So I called our water supply quality control place. They said Pennsburg is a large area, therefore, GH ranges from 142 mg/L to 200mg/L.
This helps. With the GH this low, I would not maintain livebearers, there simply is not sufficient dissolved mineral (primarily calcium and magnesium) in the water. If your GH is at the upper end of the given range, it should bee OK, but if it is below that, certainly not. So I would not consider more livebearers. The other fish are fine. The pH is OK, and if it lowers which it might, that's OK too (for the other fish, not livebearers).
I've watched the videos, and read your posts again, and I would suggest first that the softish water has weakened the platies which makes them more susceptible to problems. I would also suggest that the chasing by the red tail shark is undoubtedly part of the problem; I realize you are attempting to re-home it, and that cannot be done fast enough. This species once it takes a dislike to any other fish is relentless until that fish/those fish are dead.

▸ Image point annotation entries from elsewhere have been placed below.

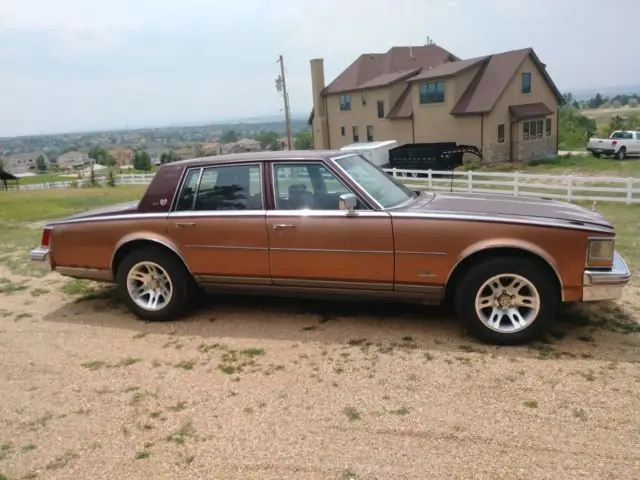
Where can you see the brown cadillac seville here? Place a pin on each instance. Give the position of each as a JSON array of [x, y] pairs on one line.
[[326, 222]]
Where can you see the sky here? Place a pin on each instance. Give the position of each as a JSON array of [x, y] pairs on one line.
[[77, 65]]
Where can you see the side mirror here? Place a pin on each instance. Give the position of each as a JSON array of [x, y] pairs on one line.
[[348, 201]]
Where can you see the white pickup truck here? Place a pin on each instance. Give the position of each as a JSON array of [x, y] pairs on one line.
[[619, 144]]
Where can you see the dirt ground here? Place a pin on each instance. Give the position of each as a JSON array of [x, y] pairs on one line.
[[262, 388]]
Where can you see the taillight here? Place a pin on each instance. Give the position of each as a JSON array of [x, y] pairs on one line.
[[46, 237]]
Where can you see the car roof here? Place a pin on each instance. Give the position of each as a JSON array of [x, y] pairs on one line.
[[285, 155]]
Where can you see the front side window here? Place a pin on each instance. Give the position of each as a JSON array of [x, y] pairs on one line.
[[385, 190], [310, 186], [526, 82], [235, 187], [432, 92], [345, 102]]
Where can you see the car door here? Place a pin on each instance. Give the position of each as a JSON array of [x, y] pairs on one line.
[[313, 243], [219, 224]]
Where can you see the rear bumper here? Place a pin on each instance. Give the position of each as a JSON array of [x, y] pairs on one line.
[[39, 254], [606, 284]]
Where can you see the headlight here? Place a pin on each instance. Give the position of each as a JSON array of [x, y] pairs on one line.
[[600, 252]]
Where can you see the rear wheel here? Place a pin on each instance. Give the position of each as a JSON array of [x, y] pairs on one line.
[[155, 285], [507, 301]]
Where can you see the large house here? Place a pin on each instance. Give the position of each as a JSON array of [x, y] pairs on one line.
[[505, 104]]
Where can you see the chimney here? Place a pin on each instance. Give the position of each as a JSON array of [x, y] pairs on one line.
[[320, 125]]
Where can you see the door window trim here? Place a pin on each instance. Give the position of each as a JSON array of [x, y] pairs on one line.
[[202, 168], [293, 164]]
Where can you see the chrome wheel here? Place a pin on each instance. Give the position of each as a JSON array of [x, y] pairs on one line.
[[507, 303], [149, 286]]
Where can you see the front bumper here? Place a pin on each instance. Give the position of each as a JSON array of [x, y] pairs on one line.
[[606, 284], [601, 151], [39, 254]]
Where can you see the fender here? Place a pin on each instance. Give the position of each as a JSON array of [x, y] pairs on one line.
[[153, 237], [518, 244]]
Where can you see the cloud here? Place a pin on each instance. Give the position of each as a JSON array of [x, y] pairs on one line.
[[71, 64]]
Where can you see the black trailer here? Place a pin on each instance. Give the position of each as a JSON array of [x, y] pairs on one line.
[[430, 156]]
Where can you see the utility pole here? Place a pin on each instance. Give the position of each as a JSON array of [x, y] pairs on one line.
[[281, 86]]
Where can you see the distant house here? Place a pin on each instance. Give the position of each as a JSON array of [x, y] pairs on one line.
[[73, 161], [20, 163], [186, 153], [122, 156], [211, 148], [242, 145]]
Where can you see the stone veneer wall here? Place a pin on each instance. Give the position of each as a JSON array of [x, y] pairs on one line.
[[522, 151]]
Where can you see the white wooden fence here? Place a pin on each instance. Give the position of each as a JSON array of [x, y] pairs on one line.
[[560, 187], [557, 187]]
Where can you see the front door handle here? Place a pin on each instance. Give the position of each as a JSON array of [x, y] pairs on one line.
[[283, 226]]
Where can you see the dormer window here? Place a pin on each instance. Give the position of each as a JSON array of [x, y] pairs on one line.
[[432, 92], [345, 102]]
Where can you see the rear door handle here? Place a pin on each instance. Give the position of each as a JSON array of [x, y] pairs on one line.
[[283, 226]]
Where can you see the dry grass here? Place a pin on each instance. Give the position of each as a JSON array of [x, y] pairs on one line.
[[260, 388]]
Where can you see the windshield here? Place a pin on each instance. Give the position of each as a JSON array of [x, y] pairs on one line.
[[384, 189]]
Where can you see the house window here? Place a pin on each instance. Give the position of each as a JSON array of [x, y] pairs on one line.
[[432, 92], [533, 129], [345, 102], [526, 83]]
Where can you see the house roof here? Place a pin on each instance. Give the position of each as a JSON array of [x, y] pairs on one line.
[[529, 110], [389, 78], [492, 80], [449, 69], [494, 75], [389, 67]]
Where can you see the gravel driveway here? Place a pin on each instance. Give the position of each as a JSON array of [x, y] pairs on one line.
[[257, 388]]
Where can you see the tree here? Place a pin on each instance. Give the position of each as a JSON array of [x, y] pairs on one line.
[[229, 136], [168, 157], [142, 161], [568, 98], [304, 140], [270, 140], [573, 128], [41, 163]]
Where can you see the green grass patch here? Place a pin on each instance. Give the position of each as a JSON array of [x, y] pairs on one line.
[[36, 205]]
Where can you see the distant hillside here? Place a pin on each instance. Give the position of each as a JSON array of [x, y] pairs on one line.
[[586, 94]]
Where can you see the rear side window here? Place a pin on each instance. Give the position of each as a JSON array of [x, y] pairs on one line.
[[235, 187]]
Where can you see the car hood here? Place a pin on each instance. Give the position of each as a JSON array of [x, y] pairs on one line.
[[518, 208]]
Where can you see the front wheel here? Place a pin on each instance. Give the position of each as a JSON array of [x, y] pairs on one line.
[[507, 301], [155, 285]]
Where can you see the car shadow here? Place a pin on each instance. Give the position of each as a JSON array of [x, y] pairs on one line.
[[607, 331]]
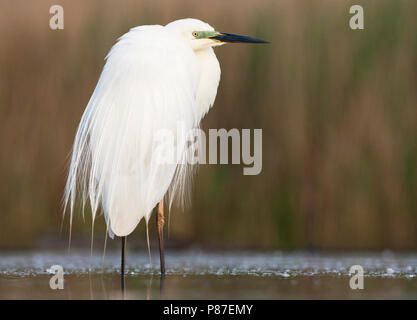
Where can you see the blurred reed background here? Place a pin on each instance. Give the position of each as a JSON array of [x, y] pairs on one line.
[[338, 109]]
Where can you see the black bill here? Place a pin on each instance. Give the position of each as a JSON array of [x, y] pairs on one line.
[[229, 37]]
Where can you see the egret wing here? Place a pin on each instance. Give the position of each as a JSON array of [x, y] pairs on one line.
[[148, 86]]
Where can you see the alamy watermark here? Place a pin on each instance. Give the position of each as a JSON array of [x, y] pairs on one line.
[[57, 280], [356, 280], [194, 147]]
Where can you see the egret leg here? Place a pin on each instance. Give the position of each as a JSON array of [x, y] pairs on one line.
[[122, 268], [160, 225]]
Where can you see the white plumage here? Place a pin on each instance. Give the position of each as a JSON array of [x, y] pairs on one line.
[[154, 77]]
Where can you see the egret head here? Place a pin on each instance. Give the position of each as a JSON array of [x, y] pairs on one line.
[[200, 35]]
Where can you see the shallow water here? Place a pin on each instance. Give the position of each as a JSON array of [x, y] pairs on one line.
[[210, 275]]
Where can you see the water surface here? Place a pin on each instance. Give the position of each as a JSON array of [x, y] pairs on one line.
[[196, 274]]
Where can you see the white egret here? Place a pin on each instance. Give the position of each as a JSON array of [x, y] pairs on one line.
[[154, 77]]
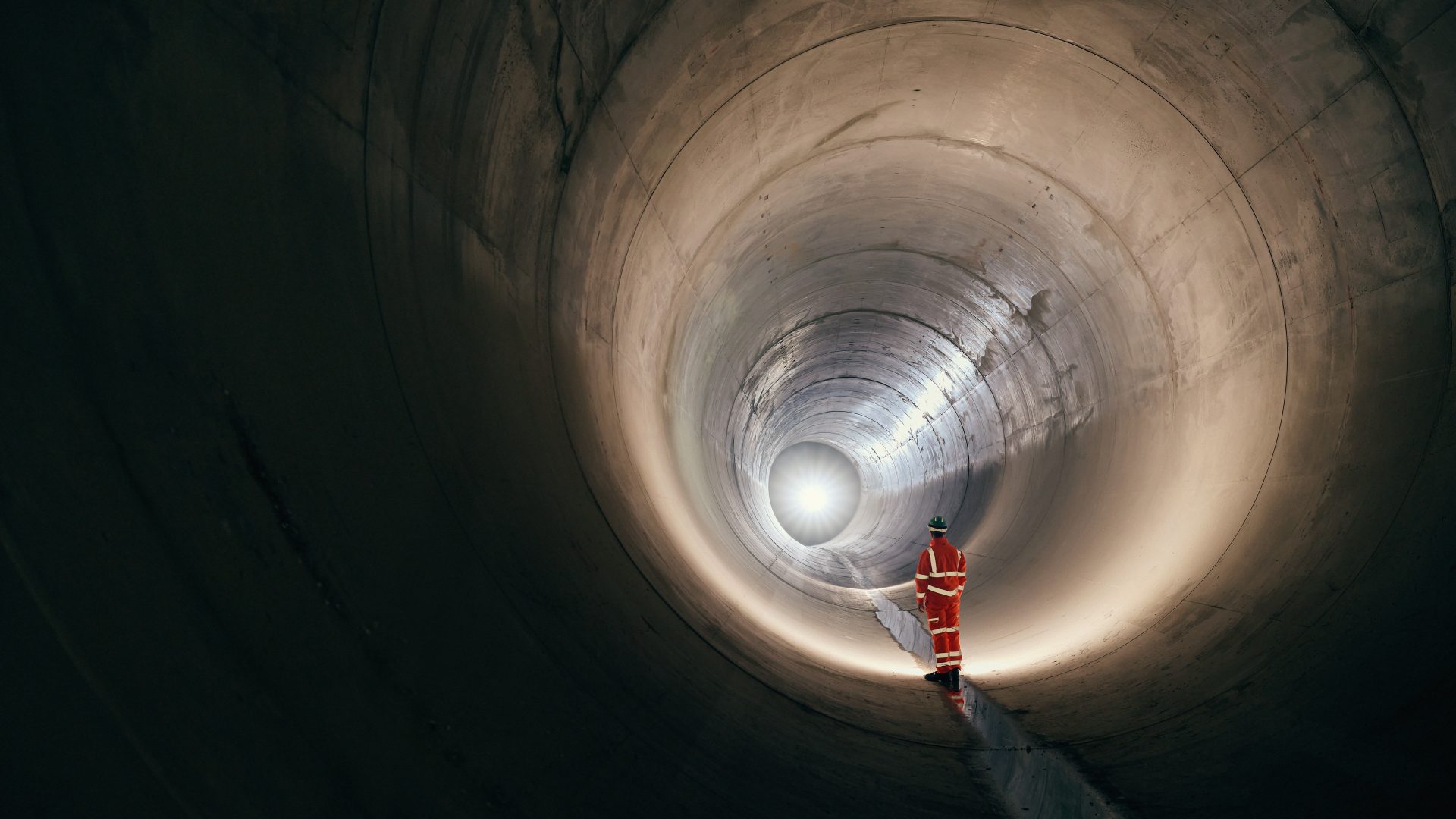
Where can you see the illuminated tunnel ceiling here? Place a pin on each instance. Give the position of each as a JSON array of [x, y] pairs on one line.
[[395, 391]]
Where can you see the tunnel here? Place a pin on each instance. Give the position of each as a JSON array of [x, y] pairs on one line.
[[394, 391]]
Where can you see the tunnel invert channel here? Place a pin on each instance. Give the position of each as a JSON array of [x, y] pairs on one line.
[[1072, 311], [394, 390]]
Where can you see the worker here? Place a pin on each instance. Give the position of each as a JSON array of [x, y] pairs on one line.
[[938, 583]]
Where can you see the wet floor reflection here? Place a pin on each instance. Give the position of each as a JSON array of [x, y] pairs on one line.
[[1034, 779]]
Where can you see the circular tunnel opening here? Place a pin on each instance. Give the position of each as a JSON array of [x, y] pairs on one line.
[[814, 491]]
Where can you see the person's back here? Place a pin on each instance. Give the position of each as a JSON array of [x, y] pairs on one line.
[[938, 583]]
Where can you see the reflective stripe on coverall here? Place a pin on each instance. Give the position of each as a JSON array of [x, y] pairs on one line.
[[938, 582]]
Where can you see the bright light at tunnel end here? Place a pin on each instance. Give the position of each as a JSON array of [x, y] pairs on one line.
[[813, 497]]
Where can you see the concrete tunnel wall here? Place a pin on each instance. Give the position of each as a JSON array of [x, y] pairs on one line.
[[394, 390]]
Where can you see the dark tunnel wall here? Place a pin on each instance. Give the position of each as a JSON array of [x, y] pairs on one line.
[[346, 388]]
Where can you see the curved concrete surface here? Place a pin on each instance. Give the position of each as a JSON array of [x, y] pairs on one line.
[[395, 390]]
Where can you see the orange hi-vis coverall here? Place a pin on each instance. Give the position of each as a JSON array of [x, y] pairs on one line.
[[938, 583]]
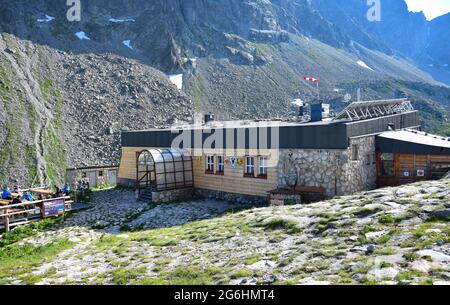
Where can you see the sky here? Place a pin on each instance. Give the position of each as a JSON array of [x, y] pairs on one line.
[[431, 8]]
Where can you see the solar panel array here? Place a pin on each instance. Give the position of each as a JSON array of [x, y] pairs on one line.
[[374, 109]]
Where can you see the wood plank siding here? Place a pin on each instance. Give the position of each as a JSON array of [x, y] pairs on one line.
[[408, 166], [233, 180]]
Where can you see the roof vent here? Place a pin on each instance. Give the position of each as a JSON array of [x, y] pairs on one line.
[[209, 117]]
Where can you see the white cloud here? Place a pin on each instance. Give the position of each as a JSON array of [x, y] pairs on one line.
[[431, 8]]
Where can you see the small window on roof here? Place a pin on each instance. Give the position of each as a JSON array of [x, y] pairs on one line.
[[387, 165], [355, 152]]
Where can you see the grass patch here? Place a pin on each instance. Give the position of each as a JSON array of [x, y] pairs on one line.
[[241, 273], [191, 276], [16, 261], [126, 276], [252, 259], [20, 233], [289, 225]]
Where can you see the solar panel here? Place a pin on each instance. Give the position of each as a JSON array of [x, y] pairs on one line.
[[374, 109]]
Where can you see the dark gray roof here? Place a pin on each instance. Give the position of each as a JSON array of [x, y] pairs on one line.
[[412, 142], [319, 135]]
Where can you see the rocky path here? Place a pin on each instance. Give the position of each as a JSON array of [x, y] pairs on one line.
[[388, 236]]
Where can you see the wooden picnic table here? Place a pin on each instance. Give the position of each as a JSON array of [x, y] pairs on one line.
[[42, 191]]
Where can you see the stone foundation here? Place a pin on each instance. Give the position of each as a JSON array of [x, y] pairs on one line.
[[173, 195], [333, 169], [239, 198]]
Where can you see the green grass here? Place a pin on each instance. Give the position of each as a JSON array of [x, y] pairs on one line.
[[123, 276], [241, 273], [18, 261], [191, 276], [23, 232], [252, 259], [289, 225]]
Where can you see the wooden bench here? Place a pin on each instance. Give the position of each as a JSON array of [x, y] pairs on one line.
[[311, 194]]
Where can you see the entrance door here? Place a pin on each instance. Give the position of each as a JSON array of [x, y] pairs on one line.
[[93, 179], [112, 177]]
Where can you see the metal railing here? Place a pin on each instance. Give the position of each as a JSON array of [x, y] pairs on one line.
[[14, 215]]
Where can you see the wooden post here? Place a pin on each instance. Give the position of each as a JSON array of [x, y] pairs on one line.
[[7, 222]]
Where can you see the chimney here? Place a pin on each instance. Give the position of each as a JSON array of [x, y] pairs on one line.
[[209, 117], [319, 112]]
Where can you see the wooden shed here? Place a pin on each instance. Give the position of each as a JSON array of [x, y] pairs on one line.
[[407, 156]]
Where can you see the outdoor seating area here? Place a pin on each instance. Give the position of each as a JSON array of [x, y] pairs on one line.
[[23, 206]]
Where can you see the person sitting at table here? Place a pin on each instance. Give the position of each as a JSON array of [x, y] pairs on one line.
[[58, 193], [66, 189], [6, 194], [17, 200], [27, 196]]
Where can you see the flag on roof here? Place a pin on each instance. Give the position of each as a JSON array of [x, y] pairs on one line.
[[312, 79]]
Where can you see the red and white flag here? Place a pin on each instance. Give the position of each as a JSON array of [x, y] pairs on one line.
[[312, 79]]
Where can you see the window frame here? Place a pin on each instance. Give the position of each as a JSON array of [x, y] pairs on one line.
[[387, 161], [355, 152], [262, 166], [210, 166], [248, 166], [220, 164]]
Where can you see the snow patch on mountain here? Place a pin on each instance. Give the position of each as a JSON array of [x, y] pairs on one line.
[[127, 43], [364, 65], [46, 19], [114, 20], [177, 80], [82, 35]]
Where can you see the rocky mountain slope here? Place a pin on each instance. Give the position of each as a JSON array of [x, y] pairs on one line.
[[62, 110], [387, 236], [244, 60]]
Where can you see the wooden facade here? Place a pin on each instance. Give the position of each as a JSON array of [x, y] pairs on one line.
[[233, 178], [409, 168]]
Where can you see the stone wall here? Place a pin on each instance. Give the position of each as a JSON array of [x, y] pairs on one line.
[[334, 169], [232, 197], [172, 195]]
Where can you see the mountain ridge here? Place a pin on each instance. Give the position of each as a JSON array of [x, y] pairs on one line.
[[239, 59]]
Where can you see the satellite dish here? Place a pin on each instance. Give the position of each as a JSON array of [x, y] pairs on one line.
[[292, 178], [347, 98]]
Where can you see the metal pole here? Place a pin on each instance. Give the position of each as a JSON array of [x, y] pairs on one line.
[[318, 91], [7, 222]]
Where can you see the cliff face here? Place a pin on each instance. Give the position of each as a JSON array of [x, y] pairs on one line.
[[239, 59]]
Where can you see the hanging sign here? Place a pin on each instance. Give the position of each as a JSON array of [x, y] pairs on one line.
[[233, 162], [53, 208]]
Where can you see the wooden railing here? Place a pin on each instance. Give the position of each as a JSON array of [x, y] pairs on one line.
[[14, 215]]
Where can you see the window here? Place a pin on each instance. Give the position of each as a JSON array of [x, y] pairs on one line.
[[249, 166], [355, 153], [220, 164], [210, 164], [387, 165], [263, 166]]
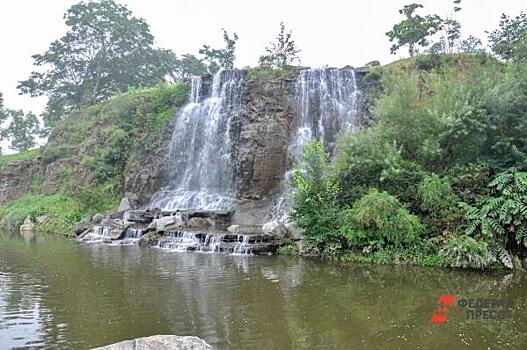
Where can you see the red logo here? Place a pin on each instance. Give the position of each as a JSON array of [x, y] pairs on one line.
[[444, 301]]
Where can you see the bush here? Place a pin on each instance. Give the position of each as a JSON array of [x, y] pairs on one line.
[[379, 220], [464, 251], [503, 216], [314, 199], [289, 249], [63, 211]]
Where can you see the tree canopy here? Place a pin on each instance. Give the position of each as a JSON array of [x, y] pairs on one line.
[[105, 50], [414, 31], [283, 51]]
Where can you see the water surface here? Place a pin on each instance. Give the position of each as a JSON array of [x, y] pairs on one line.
[[55, 293]]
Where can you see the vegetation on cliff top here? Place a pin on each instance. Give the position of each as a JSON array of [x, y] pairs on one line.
[[91, 149]]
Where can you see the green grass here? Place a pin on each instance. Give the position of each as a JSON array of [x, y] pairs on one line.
[[9, 158], [265, 73], [64, 212]]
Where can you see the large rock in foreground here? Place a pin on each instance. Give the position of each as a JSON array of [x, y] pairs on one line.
[[160, 342]]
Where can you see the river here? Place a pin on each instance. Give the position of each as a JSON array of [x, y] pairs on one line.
[[55, 293]]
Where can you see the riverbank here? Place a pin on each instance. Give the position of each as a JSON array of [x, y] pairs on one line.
[[56, 292]]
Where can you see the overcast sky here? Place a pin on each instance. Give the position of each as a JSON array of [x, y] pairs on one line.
[[332, 32]]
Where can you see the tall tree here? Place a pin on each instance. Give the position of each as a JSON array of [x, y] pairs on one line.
[[283, 52], [22, 130], [414, 30], [105, 50], [217, 59], [509, 41]]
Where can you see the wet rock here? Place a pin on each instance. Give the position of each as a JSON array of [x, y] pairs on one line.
[[199, 223], [125, 205], [81, 226], [147, 239], [160, 342], [43, 220], [295, 232], [275, 228], [233, 228], [27, 227], [97, 218]]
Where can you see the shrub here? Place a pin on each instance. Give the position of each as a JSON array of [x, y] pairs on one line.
[[464, 251], [503, 216], [289, 249], [379, 220], [63, 210], [314, 198]]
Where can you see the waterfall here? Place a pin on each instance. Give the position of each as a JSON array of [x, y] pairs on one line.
[[201, 156], [97, 234], [327, 100]]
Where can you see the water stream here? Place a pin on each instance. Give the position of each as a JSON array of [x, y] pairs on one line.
[[57, 294]]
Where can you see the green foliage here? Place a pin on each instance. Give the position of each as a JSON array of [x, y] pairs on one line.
[[283, 52], [464, 251], [22, 130], [221, 58], [289, 249], [509, 41], [414, 30], [502, 217], [314, 197], [63, 211], [105, 50], [367, 159], [9, 158], [266, 73], [379, 220]]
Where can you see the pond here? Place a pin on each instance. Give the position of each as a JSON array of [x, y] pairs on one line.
[[61, 294]]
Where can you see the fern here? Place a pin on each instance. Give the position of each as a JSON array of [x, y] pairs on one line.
[[504, 216]]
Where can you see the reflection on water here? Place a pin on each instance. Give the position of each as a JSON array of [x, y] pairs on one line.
[[55, 293]]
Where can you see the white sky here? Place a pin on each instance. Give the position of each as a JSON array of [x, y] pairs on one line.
[[333, 32]]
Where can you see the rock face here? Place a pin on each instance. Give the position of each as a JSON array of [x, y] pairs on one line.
[[27, 227], [160, 342], [266, 114]]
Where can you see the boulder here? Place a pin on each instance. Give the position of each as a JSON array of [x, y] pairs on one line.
[[81, 226], [147, 239], [97, 218], [125, 205], [294, 231], [43, 220], [160, 342], [27, 227], [233, 228], [198, 223], [373, 64], [275, 228]]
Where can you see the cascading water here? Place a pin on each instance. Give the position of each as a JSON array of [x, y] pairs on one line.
[[201, 156], [97, 234], [327, 101]]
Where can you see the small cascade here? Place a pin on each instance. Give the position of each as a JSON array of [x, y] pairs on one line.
[[212, 243], [200, 165], [242, 246], [328, 103], [97, 234], [180, 241]]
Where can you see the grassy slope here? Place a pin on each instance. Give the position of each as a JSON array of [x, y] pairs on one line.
[[90, 149]]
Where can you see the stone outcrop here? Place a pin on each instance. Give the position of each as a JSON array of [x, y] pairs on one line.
[[160, 342], [265, 118]]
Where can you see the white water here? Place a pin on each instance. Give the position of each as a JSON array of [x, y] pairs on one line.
[[97, 234], [184, 241], [327, 101], [200, 161]]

I do not generally get involved in disease issues as I have so little experience (fortunately) and thus little researched knowledge in this area. But there are always some general observations one can make, as Colin did about water changes, etc. And here I would say the platy is not going to recover no matter what you do, so euthanization would be kinder in the long-term. The male is pestering her, which is more stress, on top of the shark. When fish develop the swimming this platy is doing, I have never heard of recovery because, according to a marine biologist I know, the internal damage caused by whatever is permanent. Treating the tank for this or that which is highly unlikely to help this fish is only causing more trouble because any additive to the water gets inside all the fish, and unless this is absolutely essential it should not occur. Water changes, fine, with a good conditioner, nothing else.